Jewish and Muslim municipal workers may take two days off during the Jewish High Holidays and Ramadan, respectively. The city has approximately 147,000 employees.
The inclusion of these dates in the municipal list of holidays will be the first time that the municipality recognizes a non-Christian holiday in that manner, according to a statement by the municipality.
Mayor Gilberto Kassab, whose father was born in Lebanon, approved the change. Kassab belongs to Brazil’s Social Democratic Party.
Floriano Pesaro, a Jewish member of the city council, praised the decision. “It has been very difficult to perform one’s tasks on Yom Kippur, when Jews are actually forbidden to work in any way or fashion,” he reportedly said.

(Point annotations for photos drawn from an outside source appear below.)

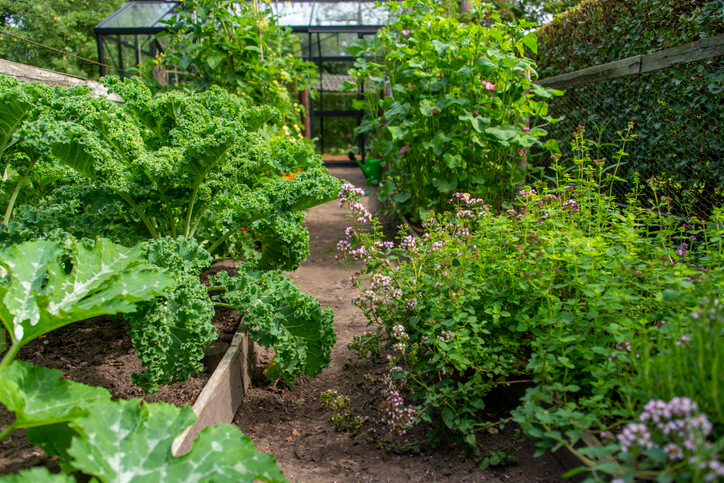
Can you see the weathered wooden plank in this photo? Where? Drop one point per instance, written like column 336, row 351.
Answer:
column 29, row 73
column 692, row 52
column 629, row 66
column 708, row 48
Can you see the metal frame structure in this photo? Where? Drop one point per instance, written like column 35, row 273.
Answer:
column 117, row 33
column 323, row 22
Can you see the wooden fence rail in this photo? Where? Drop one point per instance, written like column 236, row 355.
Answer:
column 700, row 50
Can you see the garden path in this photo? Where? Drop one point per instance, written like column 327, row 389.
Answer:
column 292, row 425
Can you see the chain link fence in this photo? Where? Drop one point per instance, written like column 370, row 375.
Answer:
column 676, row 106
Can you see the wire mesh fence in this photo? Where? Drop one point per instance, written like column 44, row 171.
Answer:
column 677, row 115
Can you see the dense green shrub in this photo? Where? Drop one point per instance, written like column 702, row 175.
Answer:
column 451, row 104
column 677, row 111
column 565, row 292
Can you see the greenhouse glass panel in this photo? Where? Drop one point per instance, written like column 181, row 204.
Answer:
column 325, row 28
column 137, row 15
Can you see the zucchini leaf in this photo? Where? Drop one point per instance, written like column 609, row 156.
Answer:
column 38, row 396
column 47, row 286
column 125, row 441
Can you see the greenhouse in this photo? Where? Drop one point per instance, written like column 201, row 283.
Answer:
column 325, row 30
column 339, row 241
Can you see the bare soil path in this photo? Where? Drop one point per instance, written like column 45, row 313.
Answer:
column 291, row 423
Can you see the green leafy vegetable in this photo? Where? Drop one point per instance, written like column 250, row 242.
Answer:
column 47, row 286
column 279, row 315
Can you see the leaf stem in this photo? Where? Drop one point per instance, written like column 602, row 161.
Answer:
column 9, row 357
column 16, row 191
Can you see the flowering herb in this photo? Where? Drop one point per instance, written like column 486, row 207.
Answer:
column 560, row 292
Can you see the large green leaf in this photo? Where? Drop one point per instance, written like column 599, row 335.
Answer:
column 124, row 441
column 38, row 396
column 38, row 474
column 48, row 286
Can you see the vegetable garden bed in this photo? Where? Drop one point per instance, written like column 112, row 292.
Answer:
column 99, row 352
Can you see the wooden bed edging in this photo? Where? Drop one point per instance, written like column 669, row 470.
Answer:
column 222, row 395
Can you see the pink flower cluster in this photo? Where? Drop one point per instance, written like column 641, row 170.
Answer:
column 677, row 428
column 396, row 415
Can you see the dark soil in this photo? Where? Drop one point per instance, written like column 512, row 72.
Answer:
column 291, row 422
column 98, row 352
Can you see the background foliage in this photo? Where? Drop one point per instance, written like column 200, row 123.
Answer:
column 677, row 111
column 240, row 48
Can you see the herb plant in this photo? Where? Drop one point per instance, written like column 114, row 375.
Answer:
column 559, row 294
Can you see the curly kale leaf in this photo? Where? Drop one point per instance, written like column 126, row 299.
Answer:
column 170, row 334
column 284, row 241
column 279, row 315
column 178, row 254
column 130, row 441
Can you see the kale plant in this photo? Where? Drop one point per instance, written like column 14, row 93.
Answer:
column 47, row 285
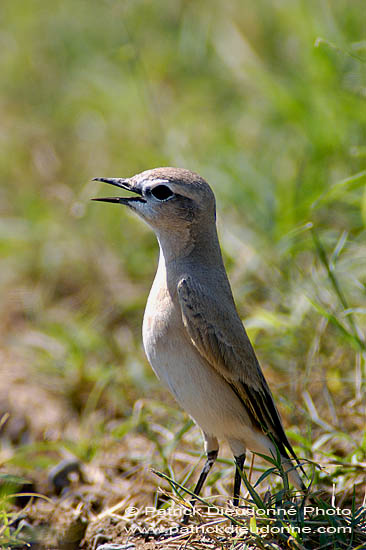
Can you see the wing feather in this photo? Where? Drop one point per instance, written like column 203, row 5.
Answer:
column 220, row 338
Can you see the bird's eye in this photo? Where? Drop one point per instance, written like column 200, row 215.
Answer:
column 162, row 192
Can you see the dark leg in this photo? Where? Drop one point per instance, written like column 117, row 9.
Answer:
column 239, row 460
column 211, row 457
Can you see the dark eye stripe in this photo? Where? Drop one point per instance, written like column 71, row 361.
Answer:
column 162, row 192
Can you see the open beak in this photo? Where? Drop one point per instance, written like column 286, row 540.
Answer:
column 123, row 184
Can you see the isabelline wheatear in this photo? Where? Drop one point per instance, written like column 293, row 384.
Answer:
column 193, row 336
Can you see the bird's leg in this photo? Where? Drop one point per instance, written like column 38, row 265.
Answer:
column 239, row 462
column 211, row 458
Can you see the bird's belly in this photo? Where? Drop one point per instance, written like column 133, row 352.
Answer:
column 197, row 387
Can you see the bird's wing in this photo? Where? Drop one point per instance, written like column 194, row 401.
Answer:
column 220, row 337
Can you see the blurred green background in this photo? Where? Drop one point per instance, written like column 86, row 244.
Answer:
column 266, row 100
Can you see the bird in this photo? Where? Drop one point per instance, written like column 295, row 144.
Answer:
column 192, row 334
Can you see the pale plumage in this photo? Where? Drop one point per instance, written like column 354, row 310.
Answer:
column 192, row 333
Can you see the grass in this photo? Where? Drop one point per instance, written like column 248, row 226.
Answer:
column 267, row 102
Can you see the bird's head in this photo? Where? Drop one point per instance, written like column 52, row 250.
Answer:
column 170, row 200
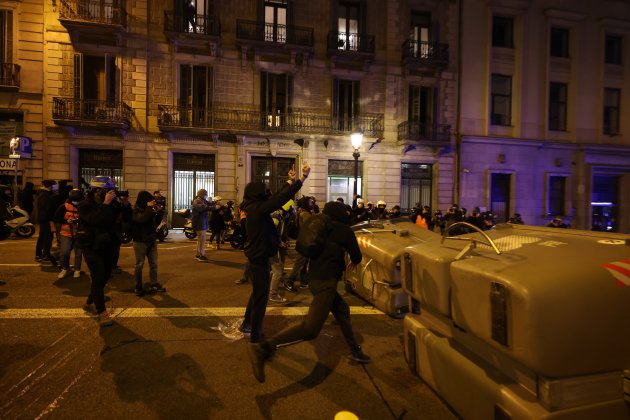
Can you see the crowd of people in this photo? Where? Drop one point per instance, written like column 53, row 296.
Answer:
column 91, row 220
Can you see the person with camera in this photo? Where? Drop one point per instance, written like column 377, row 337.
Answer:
column 67, row 216
column 263, row 243
column 95, row 238
column 145, row 219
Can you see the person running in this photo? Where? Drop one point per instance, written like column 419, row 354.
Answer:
column 326, row 270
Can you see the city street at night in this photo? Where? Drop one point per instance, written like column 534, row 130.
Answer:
column 165, row 356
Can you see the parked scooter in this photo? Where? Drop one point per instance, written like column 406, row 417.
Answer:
column 18, row 221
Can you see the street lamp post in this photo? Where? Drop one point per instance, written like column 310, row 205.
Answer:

Pesaro said he had lobbied for recognition of Yom Kippur last year.
Some 110,000 Jews live in Brazil, and more than half of them in Sao Paolo, according to estimates by the city’s Jewish community.
In 2009, Brazilian Jewish teenagers protested what they called their “exclusion” from a national exam for high school graduates set to take place on Shabbat. A Brazilian court said that providing Jews with an alternative date would “undermine equality.”